O último aspecto sobre o qual eu gostaria de atrair sua atenção é a participação da cidade deste momento que nasceu na Universidade para um público universitário. Os Congressos começaram nos primeiros meses de 1998 como aulas extraordinárias dadas por padre Giacomo Tantardini dentro do curso de História da Igreja na Idade Moderna e Contemporânea ministrado pelo professor Giuseppe Butturini, do Departamento de História. Pouco a pouco, porém, as aulas, por assim dizer, começaram a ter uma vida própria, atraindo vários estudantes de outras faculdades e também ouvintes externos, inclusive personalidades da vida civil: o exemplo mais significativo desse ponto de vista é o procurador Pietro Calogero, sentado aqui à mesa – nós o cumprimentamos com particular simpatia e afeto –, que nos revelou mais de uma vez os frutos de sua longa familiaridade com o pensamento de Agostinho. Muitos são já os expoentes da vida civil e eclesial, os empresários e as pessoas da cultura, mas também os simples apaixonados que freqüentam constantemente estes encontros: é um momento de abertura importante da Universidade à cidade. Creio que isso deriva também do fato de que nossa Universidade acolhe de muito bom grado, em nome da patavina libertas, o diálogo de que é tecida a cultura contemporânea. E a voz de Agostinho, que padre Giacomo nos transmite, neste diálogo, nesta sinfonia, tem pleno direito de cidadania, como a hospitalidade nesta aula magna quer demonstrar.

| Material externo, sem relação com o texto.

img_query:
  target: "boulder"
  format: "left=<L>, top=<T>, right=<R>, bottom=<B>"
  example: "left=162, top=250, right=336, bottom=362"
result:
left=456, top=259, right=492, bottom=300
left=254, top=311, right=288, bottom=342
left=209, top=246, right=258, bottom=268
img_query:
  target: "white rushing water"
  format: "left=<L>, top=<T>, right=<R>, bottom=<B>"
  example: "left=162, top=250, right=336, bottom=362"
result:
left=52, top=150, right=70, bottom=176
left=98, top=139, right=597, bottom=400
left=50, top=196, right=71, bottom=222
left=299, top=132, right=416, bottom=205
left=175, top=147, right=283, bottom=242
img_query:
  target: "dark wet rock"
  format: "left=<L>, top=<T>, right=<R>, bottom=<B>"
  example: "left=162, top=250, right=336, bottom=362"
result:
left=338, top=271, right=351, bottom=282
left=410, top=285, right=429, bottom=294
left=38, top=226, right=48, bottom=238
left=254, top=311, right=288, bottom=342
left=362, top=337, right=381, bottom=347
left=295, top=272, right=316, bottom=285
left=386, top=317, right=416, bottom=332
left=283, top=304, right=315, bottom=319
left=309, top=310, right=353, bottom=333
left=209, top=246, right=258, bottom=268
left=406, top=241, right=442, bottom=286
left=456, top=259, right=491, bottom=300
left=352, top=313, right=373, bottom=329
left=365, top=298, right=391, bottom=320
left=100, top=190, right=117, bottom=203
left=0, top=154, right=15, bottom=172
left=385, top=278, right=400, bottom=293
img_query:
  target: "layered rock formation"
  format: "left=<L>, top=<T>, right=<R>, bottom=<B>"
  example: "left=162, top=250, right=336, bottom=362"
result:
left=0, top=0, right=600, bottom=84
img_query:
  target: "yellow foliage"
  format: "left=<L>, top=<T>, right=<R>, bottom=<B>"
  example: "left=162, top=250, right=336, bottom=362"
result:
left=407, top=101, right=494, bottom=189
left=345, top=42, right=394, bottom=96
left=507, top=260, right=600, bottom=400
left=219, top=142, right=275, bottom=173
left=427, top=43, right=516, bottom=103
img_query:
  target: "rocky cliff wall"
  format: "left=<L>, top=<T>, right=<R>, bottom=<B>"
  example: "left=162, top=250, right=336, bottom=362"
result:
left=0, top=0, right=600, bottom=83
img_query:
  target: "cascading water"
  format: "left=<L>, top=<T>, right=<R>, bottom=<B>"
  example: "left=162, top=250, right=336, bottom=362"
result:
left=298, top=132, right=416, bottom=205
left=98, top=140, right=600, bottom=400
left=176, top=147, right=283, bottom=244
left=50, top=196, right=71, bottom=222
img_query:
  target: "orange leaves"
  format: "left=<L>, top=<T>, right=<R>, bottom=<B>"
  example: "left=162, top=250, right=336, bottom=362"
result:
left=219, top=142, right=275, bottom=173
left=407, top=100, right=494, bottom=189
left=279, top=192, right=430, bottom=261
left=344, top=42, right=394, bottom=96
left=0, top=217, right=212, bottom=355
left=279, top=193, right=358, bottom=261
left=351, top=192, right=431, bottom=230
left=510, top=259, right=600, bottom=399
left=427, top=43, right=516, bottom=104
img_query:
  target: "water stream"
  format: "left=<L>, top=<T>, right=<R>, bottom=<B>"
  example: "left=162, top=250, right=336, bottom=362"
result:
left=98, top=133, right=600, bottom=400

Eu gostaria que vocês me permitissem uma última observação. Não é freqüente assistir à conferência de um cardeal na aula magna da Universidade de Pádua, mas estou contente de que isto aconteça. Definir o conceito de laicidade é difícil e não me aventuro nisso. Mas, para mim, laicidade significa não certamente laicismo, e, sim, abertura ao diálogo, disponibilidade à escuta, consciência da necessidade, para um homem que queira ser homem, de uma investigação que é também uma contínua demanda de sentido, que pode e talvez deva durar a vida toda e para a qual não se sabe até o fim qual será a resposta. Pois bem, se é assim, podemos realmente dizer também esta noite que a Universidade de Pádua é tão profundamente leiga que não teme, aliás, que está contente, além de honrada, por ouvir o cardeal Scola, que acolhemos com deferente respeito e sincera cordialidade.